Wirtschaftlichkeit: Hohe Kosten durch Quarantäne

„Wirtschaftlich gesehen ist diese Maßnahme nicht wirklich durchdacht“, sagt Ruck. Aus heutiger Sicht sei ein CoV-Fall am 1. August wie jeder andere Krankschreibung zu behandeln, teilte die Wirtschaftskammer Wien (WKW) am Mittwoch in einer Aussendung mit. Das bedeutet, dass der Bund keine Arbeitnehmerabfindungen mehr akzeptiert und die Arbeitgeber weiterhin Löhne zahlen.

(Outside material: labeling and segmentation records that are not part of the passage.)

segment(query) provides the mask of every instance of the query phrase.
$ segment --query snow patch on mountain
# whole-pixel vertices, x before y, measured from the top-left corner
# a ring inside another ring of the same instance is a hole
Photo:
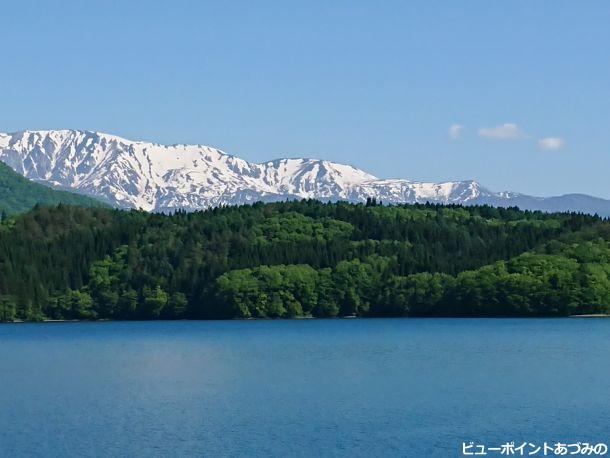
[[[98,197],[118,207],[148,211],[295,198],[362,202],[371,197],[387,203],[499,206],[519,202],[524,208],[548,204],[542,198],[494,193],[475,181],[379,179],[349,165],[318,159],[257,164],[209,146],[160,145],[79,130],[0,134],[0,160],[29,179]],[[551,209],[561,209],[562,198],[551,199],[560,199],[553,201]],[[580,205],[573,196],[568,200],[571,206]],[[595,208],[605,208],[604,202],[608,201],[597,199]]]

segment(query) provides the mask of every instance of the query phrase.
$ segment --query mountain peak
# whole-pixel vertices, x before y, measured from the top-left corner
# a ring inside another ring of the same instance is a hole
[[[589,196],[542,199],[494,193],[476,181],[379,179],[323,159],[252,163],[209,146],[161,145],[86,130],[0,133],[0,161],[31,180],[149,211],[297,198],[364,202],[374,197],[386,203],[488,203],[610,214],[610,202]]]

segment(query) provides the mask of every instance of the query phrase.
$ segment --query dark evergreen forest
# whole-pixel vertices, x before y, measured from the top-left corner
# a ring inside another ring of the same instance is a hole
[[[0,320],[607,313],[609,241],[489,206],[36,207],[0,224]]]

365 Millionen Euro jährlich

Die WKW berechnete die Krankenstandskosten anhand der Infektionszahlen im zweiten Quartal. Demnach hätten die Wiener Unternehmen in diesem Zeitraum theoretisch rund 91 Millionen Euro an Lohnfortzahlungen zahlen müssen. Hochgerechnet auf ein Jahr also 365 Millionen Euro, wobei nur Menschen mit symptomatischer Entwicklung berücksichtigt werden.

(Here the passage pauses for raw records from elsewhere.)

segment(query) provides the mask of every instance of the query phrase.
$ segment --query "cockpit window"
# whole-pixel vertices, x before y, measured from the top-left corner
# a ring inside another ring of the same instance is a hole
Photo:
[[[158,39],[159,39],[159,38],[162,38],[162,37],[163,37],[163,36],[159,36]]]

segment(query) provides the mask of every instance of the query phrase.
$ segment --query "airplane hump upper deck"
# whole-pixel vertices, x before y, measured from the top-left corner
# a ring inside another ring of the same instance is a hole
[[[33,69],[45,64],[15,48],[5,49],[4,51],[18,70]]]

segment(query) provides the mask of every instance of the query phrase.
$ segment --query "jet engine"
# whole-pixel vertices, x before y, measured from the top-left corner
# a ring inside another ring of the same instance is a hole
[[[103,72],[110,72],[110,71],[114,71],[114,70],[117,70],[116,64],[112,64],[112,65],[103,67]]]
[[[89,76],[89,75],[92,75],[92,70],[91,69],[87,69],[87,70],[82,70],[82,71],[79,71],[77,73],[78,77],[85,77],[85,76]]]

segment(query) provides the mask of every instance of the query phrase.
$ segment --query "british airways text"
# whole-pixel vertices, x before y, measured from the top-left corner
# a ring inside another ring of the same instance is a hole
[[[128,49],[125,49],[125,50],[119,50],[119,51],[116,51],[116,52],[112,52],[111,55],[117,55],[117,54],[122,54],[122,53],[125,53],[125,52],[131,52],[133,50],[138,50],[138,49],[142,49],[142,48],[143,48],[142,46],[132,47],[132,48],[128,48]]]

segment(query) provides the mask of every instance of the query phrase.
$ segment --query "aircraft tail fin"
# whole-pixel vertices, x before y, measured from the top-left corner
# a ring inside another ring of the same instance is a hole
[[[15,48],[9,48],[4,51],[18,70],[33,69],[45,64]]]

Nachdem Gesundheitsexperten im Herbst von einer weiteren Infektionswelle ausgegangen waren, kämen auf Wiener Unternehmen durch den Corona-bedingten Krankenstand im Herbstquartal Mehrkosten von fast 100 Millionen Euro zu, hinzu kommen die Belastungen durch Inflation, Energieproblem und Knappheit qualifizierte Arbeitskräfte.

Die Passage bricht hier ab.